France / Life

Faut-il interdire le Subutex, substitut à l'héroïne?

Temps de lecture : 3 min

L'explication.

La petite phrase est extraite d'un rapport rendu public le 4 février par trois députés UMP, Françoise Branget (Doubs), Jean-Paul Garraud (magistrat, Gironde) et Pascale Gruny (Aisne, dans le fauteuil de Xavier Bertrand): «le Subutex® est ainsi le 11e produit le plus remboursé par la Caisse nationale d'assurance maladie.» Le 11e produit le plus remboursé? Y a-t-il donc en France tant de personnes à prendre ce traitement de substitution à l'héroïne?

Les députés se sont sûrement emmêlés dans la liste des 100 médicaments les plus remboursés publiée par la Sécu. En fait, le Subutex figurait au 25e rang des médicaments les plus remboursés avec 78,5 millions d'euros en 2005 (-3,6% par rapport à 2004 où le Subutex se classait au 16e rang). En 2007, (chiffres publiés en juin 2008), il s'éloigne encore un peu du top ten: 33e au classement, avec 70,9 millions d'euros remboursés (-5% par rapport à l'année précédente).

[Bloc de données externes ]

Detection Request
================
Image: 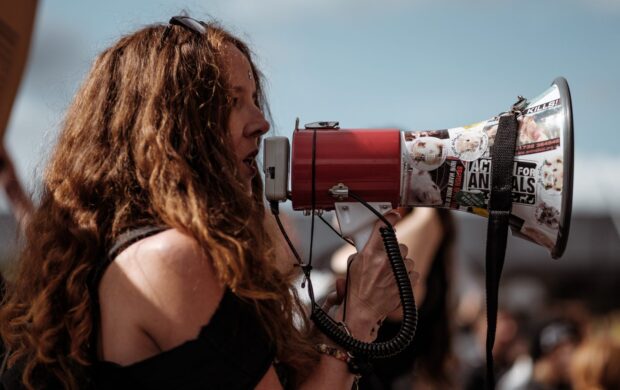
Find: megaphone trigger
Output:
[334,202,392,252]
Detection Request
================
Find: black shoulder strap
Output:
[108,226,168,261]
[88,226,168,356]
[486,111,519,390]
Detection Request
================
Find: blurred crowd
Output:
[324,208,620,390]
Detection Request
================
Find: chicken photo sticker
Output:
[407,137,446,171]
[452,128,489,161]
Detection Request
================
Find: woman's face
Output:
[223,44,269,192]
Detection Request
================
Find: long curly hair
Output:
[0,23,317,389]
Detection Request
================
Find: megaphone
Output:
[263,77,573,258]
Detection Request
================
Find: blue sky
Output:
[0,0,620,213]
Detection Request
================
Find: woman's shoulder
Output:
[99,229,224,360]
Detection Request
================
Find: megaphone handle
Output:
[335,202,392,252]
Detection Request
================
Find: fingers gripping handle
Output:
[311,222,417,358]
[335,202,392,253]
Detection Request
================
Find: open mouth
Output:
[243,150,258,176]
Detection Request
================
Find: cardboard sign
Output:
[0,0,37,142]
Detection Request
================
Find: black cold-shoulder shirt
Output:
[91,227,286,390]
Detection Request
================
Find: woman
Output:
[0,17,412,389]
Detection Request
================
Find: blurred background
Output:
[0,0,620,390]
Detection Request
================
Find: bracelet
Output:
[316,344,351,364]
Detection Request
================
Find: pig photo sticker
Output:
[407,137,446,171]
[452,128,489,161]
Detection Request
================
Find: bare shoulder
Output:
[99,229,224,356]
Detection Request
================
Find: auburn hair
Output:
[0,23,317,389]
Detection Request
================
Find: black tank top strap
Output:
[89,226,169,297]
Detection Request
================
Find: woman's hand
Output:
[332,212,419,341]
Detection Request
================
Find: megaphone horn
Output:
[264,77,573,258]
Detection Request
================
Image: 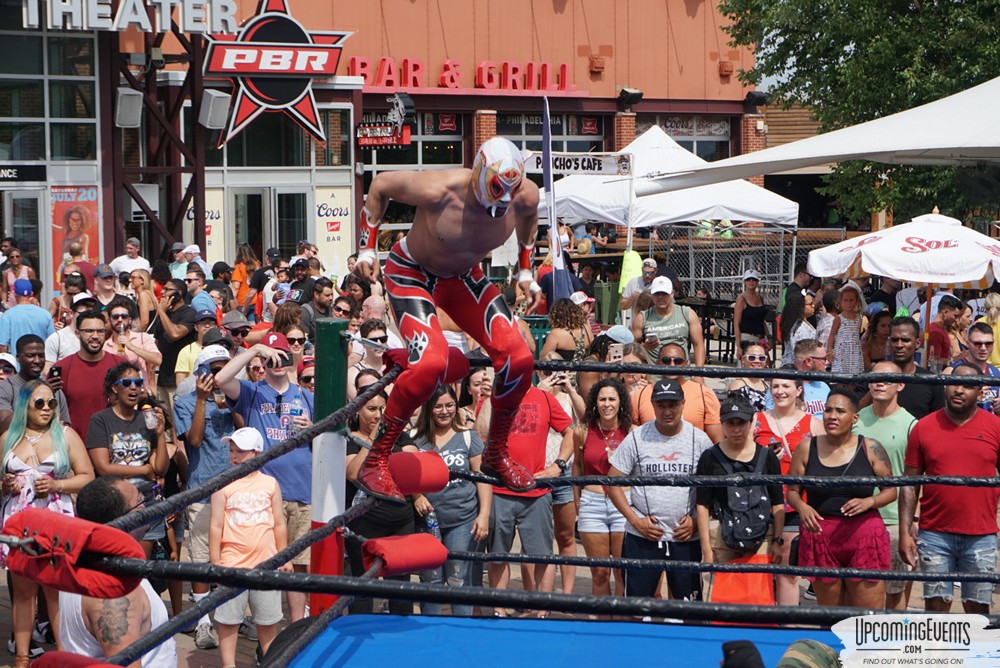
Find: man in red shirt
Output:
[899,362,1000,615]
[476,387,573,617]
[924,295,962,367]
[55,310,126,437]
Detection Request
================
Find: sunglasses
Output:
[660,357,687,366]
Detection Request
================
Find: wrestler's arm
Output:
[514,179,542,313]
[357,171,448,269]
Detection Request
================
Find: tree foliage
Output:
[719,0,1000,227]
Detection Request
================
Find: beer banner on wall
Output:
[184,188,225,266]
[49,186,100,285]
[313,186,354,285]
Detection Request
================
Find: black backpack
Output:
[712,445,771,552]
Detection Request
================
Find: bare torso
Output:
[386,169,538,277]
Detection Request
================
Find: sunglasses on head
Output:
[660,357,687,366]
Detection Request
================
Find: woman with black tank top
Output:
[788,388,896,608]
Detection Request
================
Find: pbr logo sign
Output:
[205,0,351,148]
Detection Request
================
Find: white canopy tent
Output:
[539,126,799,228]
[636,78,1000,196]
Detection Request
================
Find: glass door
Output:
[229,188,274,260]
[274,188,315,258]
[0,190,46,304]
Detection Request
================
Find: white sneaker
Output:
[194,624,219,649]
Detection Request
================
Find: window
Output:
[0,23,97,161]
[635,114,730,162]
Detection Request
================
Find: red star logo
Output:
[205,0,351,148]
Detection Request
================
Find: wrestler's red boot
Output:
[354,415,407,505]
[483,408,535,492]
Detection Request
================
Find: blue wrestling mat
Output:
[291,615,841,668]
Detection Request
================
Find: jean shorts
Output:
[576,489,625,533]
[917,529,997,605]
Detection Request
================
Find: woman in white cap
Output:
[733,269,767,346]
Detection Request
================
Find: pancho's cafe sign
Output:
[347,56,587,96]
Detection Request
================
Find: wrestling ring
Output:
[2,320,1000,668]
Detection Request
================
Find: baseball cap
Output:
[0,353,21,373]
[194,308,215,322]
[222,311,250,329]
[649,276,674,295]
[264,332,291,353]
[295,357,316,376]
[719,399,754,422]
[604,325,635,345]
[649,378,684,401]
[14,278,34,297]
[195,345,230,366]
[212,261,233,276]
[201,327,236,350]
[73,290,97,306]
[222,427,264,452]
[94,263,115,278]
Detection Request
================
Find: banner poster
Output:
[50,186,100,290]
[313,186,354,285]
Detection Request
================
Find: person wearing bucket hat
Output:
[695,397,785,568]
[209,427,292,666]
[174,344,236,646]
[215,331,313,621]
[607,378,712,600]
[632,276,705,370]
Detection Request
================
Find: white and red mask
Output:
[472,137,524,218]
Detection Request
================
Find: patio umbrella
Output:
[806,213,1000,359]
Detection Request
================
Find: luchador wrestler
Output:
[356,137,541,503]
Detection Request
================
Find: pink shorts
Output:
[799,510,892,582]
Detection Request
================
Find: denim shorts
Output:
[552,468,573,506]
[576,489,625,533]
[917,529,997,605]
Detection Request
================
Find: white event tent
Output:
[636,78,1000,196]
[539,126,799,228]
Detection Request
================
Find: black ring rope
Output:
[108,366,402,531]
[448,552,1000,584]
[267,557,382,668]
[104,497,381,666]
[56,557,1000,628]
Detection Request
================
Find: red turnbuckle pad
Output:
[361,533,448,576]
[3,508,146,598]
[389,450,451,494]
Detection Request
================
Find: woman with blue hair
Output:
[0,380,94,668]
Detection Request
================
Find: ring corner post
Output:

Soixante-dix millions d'euros, cela veut dire quoi, pour le trou de la Sécu? Dix-huit milliards d'euros ont été remboursés en médicaments en 2007. Le Subutex représente donc 0,38 % des dépenses de la Sécu en médicaments.

Poursuivons la lecture du texte. Le Subutex «fait l'objet de trafic important qui coûte cher à la sécurité sociale». Ils ne nous disent pas combien. Mais selon eux, «23 % des personnes ayant une prescription de Subutex en font un usage détourné, en marge de sa finalité thérapeutique». Soit environ 20.000 des 85.000 personnes traités en France. Même si les députés n'étayent pas leur chiffre, le trafic existe bel et bien. C'est d'ailleurs pour cette raison que depuis le mois d'avril 2008, la délivrance du produit a été rendue plus compliquée.

Mais, forts de leur argument économique, les députés voudraient classer le Subutex comme stupéfiant, à l'instar de la méthadone, alors qu'il est pour l'instant classé sur la liste des substances vénéneuses . C'est d'ailleurs sur cette volonté que l'AFP a titré sa dépêche et que ce rapport a été médiatisé. C'est aussi sur cette question que les associations engagées dans la réduction des risques ont réagi, en répondant par ce communiqué. «Les traitements de substitution coûtent cher à la sécurité sociale. Sûrement moins que le traitement des maladies qui sont liées à des consommations clandestines et moins que la prison où on incarcère de plus en plus.» Pas question donc, pour Aides, Médecins du monde, entre autres, de revenir sur une «proposition qui avait déjà couru en 2006, contre laquelle s'étaient élevées très unitairement de nombreuses associations et que le ministre d'alors Xavier Bertrand avait finalement écartée».

Ces députés semblent particulièrement prohibitionnistes puisque la suite de leur texte montre leur opposition à toute consommation de drogue, y compris l'alcool qu'ils ajoutent à leur liste de produits, car «20 % des accidents du travail seraient dus à l'alcool ou à la consommation de drogues». Les députés ne précisent pas la part de l'un et de l'autre, ou de la polyconsommation. Mais moins d'une semaine après la publication de ce rapport, un des trois députés demandera au gouvernement de freiner ses ardeurs en matière de lutte contre l'alcool, car «la relance de l'économie passe également par la relance de secteurs clefs comme la viticulture».

Il n'y a pas que pour des raisons économiques que les trois députés ont le Subutex dans le nez. «Les produits de substitution créent une nouvelle dépendance», et «La première (...) réduction des risques, c'est la réduction de consommation de drogues». Y compris le Subutex... Première étape pour «mettre en place une politique efficace et durable de sortie de la toxicomanie», le «séjour dans une communauté thérapeutique» pour parvenir à un sevrage total. Tout le contraire des recommandations de l'Académie nationale de pharmacie, qui elle aussi vient de rendre un rapport sur la substitution où elle constate qu'«à l'exception des représentants de la Police Nationale tous les intervenants sont opposés à un changement de statut» du Subutex. Ce rapport cite l'exemple de la Suisse, des Pays-Bas et du Royaume-Uni, où des centres médicalisés délivrent de l'héroïne «pharmaceutique». Ce n'est pas une infirmière qui administre du Subutex (le patient fait fondre une pilule sous la langue), mais le malade lui-même.

Au fait, le 11e médicament les plus remboursé en 2007, c'était le ... Doliprane.